The story starts at the 65th birthday party of Jep Gambardella (Toni Servillo), our narrator and navigator. Just like everyone else, he is dancing and flirting, wagging his hands and making eyes at women many years younger than him who wear far fewer pieces of clothing than him. He is dressed in a suit, per usual, and lights his cigarettes slowly, looking at the lights. A woman is dancing naked behind a piece of glass across the alley. Later, Jep says, “After I turned 65, I learned I had to stop doing things that I didn’t want to do.” This was a lesson he learned late, or not at all; his behavior never changes, and he keeps procrastinating on living while ever fervently theorizing about what it is to be alive.
Jep is a writer for a prominent newspaper. He’s talked about in the gossip columns. He’s friends with everyone. He aspired to be a success, meaning, as he says, he didn’t just want to attend all the right parties, but he wanted to have the power to turn them into failures. He is who he aspired to be, I suppose; he has that power. He wrote a novel 40 years ago, The Human Apparatus. Shortly after his birthday party, he tells his friend Romano (Carlo Verdone) that he is thinking of taking up writing again — that is, not just writing for the paper, but really writing. This, maybe, is one of the things that he wants to do, that he realizes he can’t continue to procrastinate on any longer. But he doesn’t stop partying, and when, once, he is asked why he never wrote another novel, he says it’s because he stayed out too late, because Rome was too seductive, too distracting.
But The Great Beauty isn’t about Jep, really. It’s not about Rome, either. It’s not that Rome is too seductive or too distracting, but that the world is. This movie thinks it is about these people and this place, but it isn’t at all. It’s not about anything specific. Jep wonders a couple of times if he could definitively write the novel about nothing, and this might be the movie adaptation — nothing and everything being neighbors that live across a very thin line. It is a series of vignettes, sometimes played out in one shot, sometimes throughout an entire half hour, with recurring characters and also existing on their own, seen through keyholes and open windows, brief glances. My favorite is early: two college kids who met ten days ago and haven’t stopped kissing since. Another, a parallel with Jep: a young girl born to art gallery owners who wants to become a veterinarian when she grows up but paints at her parent’s begging, earning them riches with her work. Her parents drag her out in front of a crowd at a party with a large canvas and she throws a tantrum with paint, tossing it at the canvas and screaming as she rolls herself in it. “That girl is crying,” someone says. “Don’t be ridiculous,” says Jep. “She makes millions.”
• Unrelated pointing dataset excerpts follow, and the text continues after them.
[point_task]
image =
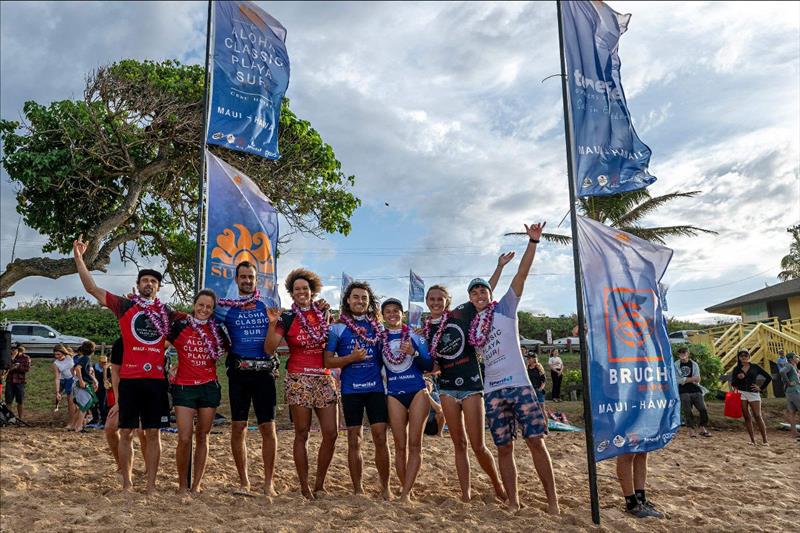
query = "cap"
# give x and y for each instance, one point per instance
(394, 301)
(149, 272)
(478, 281)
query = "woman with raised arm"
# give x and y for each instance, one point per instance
(405, 358)
(309, 386)
(460, 381)
(200, 342)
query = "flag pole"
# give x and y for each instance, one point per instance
(198, 272)
(587, 404)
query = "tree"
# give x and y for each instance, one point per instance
(790, 264)
(626, 211)
(121, 167)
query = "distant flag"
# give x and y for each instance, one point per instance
(250, 76)
(610, 156)
(242, 226)
(634, 395)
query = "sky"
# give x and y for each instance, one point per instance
(439, 110)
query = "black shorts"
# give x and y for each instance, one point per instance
(353, 406)
(15, 390)
(143, 401)
(256, 386)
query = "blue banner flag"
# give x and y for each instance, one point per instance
(610, 156)
(242, 225)
(416, 288)
(635, 401)
(249, 78)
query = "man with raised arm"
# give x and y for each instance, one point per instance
(250, 374)
(142, 401)
(508, 394)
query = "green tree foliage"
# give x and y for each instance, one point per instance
(710, 365)
(627, 211)
(121, 167)
(790, 264)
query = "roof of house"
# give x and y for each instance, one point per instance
(778, 291)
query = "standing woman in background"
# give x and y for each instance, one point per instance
(744, 379)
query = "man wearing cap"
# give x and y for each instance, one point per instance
(142, 399)
(791, 385)
(508, 394)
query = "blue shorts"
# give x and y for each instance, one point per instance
(510, 406)
(458, 395)
(65, 385)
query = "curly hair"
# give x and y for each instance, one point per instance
(372, 308)
(447, 298)
(314, 283)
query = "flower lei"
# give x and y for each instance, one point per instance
(388, 353)
(318, 333)
(155, 311)
(214, 348)
(240, 302)
(476, 339)
(362, 332)
(426, 328)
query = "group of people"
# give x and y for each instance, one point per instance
(368, 342)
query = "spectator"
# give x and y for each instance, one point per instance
(84, 377)
(745, 379)
(556, 373)
(100, 409)
(537, 376)
(791, 385)
(62, 369)
(691, 392)
(15, 379)
(435, 423)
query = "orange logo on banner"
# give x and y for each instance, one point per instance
(253, 247)
(629, 320)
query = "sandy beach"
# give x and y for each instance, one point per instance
(51, 480)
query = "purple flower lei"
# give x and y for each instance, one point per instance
(362, 332)
(318, 333)
(155, 311)
(479, 340)
(388, 353)
(240, 302)
(438, 336)
(214, 348)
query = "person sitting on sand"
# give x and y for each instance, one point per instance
(200, 342)
(405, 358)
(354, 345)
(509, 397)
(791, 385)
(691, 393)
(309, 387)
(744, 379)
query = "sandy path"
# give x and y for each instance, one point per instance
(56, 481)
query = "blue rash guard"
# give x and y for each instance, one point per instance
(406, 377)
(364, 376)
(247, 328)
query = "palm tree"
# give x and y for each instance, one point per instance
(625, 212)
(791, 263)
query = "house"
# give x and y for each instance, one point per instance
(781, 300)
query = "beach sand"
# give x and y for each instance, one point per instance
(51, 480)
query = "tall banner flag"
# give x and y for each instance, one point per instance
(635, 401)
(610, 156)
(242, 226)
(250, 77)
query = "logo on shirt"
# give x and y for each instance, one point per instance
(143, 330)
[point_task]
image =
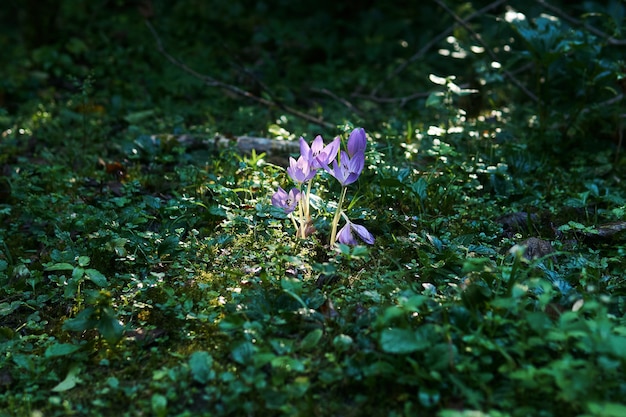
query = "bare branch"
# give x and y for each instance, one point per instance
(387, 100)
(213, 82)
(422, 51)
(343, 101)
(609, 39)
(493, 56)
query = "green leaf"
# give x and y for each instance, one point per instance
(243, 352)
(62, 266)
(200, 364)
(311, 339)
(109, 326)
(83, 261)
(607, 409)
(401, 341)
(8, 308)
(159, 405)
(96, 277)
(61, 349)
(70, 380)
(83, 321)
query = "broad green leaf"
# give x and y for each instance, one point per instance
(61, 349)
(8, 308)
(200, 364)
(70, 380)
(62, 266)
(243, 352)
(83, 321)
(109, 326)
(159, 405)
(96, 277)
(83, 261)
(311, 339)
(607, 409)
(401, 341)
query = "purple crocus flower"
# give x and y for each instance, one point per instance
(346, 237)
(318, 154)
(300, 171)
(348, 169)
(357, 142)
(287, 201)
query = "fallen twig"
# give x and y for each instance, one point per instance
(422, 51)
(213, 82)
(343, 101)
(609, 39)
(493, 56)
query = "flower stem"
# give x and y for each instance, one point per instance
(307, 202)
(301, 229)
(333, 233)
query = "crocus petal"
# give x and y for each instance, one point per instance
(357, 142)
(288, 202)
(345, 235)
(363, 233)
(317, 146)
(300, 171)
(279, 197)
(305, 150)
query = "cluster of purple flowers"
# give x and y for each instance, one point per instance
(346, 170)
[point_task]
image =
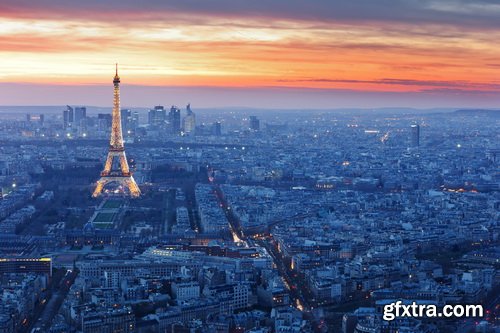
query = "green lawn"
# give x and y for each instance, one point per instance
(104, 217)
(103, 225)
(112, 204)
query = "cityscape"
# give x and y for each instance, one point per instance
(180, 216)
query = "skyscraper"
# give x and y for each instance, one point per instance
(79, 114)
(157, 116)
(217, 128)
(189, 120)
(126, 117)
(67, 117)
(174, 118)
(415, 135)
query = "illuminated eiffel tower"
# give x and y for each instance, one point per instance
(116, 169)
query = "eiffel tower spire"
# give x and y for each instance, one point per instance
(116, 168)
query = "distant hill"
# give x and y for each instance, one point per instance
(477, 112)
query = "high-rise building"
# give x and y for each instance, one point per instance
(157, 116)
(174, 118)
(134, 123)
(79, 114)
(126, 118)
(254, 123)
(189, 120)
(116, 169)
(217, 128)
(415, 135)
(67, 117)
(31, 118)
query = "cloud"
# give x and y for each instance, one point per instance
(483, 14)
(442, 86)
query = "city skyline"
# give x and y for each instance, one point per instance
(422, 54)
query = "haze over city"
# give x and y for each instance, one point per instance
(249, 166)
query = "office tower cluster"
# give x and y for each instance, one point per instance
(171, 122)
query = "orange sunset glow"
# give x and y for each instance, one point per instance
(424, 47)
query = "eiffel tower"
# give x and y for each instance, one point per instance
(116, 168)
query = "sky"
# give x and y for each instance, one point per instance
(268, 54)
The characters — pretentious and haughty, irritating, confounding — are, all of them, fully-formed beings. The movie is fascinated with them, not angry; they’ve thought their way back to living decadently, through the validation that a life without pleasure is a life not worth living. They are embarrassed, shameful, elated, proud. In one scene, a woman, a contemporary of Jep’s, is touting herself as both a woman and a mother, having lived a life full of good work and principles, and that Jep is instead lazy, the author of one poor novel. Ruthlessly, Jep cuts her down, listing her faults, ending by telling her that she’s right to insult his only novel, to call him lazy, but that she is as flawed as him, that everyone is. She storms out. Later, the two are dancing, and he asks, “Have we made love?” She says that they haven’t. “Well, at least we have one more good thing to do together.” These people are rich with pathos and venom. I couldn’t get enough of listening to them talk.
The movie is told in pieces, like memories, snippets of reasoning and forgetfulness. When asked by Sister Maria, a 104-year-old-nun, one final time, why he never wrote another novel, he says, “I was looking for the great beauty.” He saw it once, aware and staring, watching it flicker. He wouldn’t let himself see it again. Earlier, he wonders out loud if it’s better to be bad in bed, because you enjoy it more; earlier, too, a friend of his wonders what’s wrong with nostalgia, as the past is all that’s left for those who don’t have hope for the future. Throughout, Romano is writing a play, and Jep gets a theater owner to let him use the theater to perform it for three nights. After the first night, Romano goes to Jep and says that he’s leaving Rome, that he won’t be performing for the other two nights. Romano expected there would be some result of him having poured his heart into this play and then unleashing it to the world; much to his disappointment, there was not, and he couldn’t take it. Jep was scared of that.
The parade of images and colors and words in The Great Beauty is the kind of thing that inspires useless film criticism: “a visual feast” one person might say, and “dazzling,” another. Quotes for the poster. It is born of passion, and must have taken a lot of time and many scraps of little notes to assemble. It is among us — and among its references, which are direct and numerous, most notably to La Dolce Vita — but also separate. It earns its own place, which many movies, even ones that draw from no source material other than themselves, fail to do. It is about everything, or at least many things. It is about, possibly most prominently, figuring out, or failing to figure out, what those things are that you decide you want to be doing, and doing everything else anyway.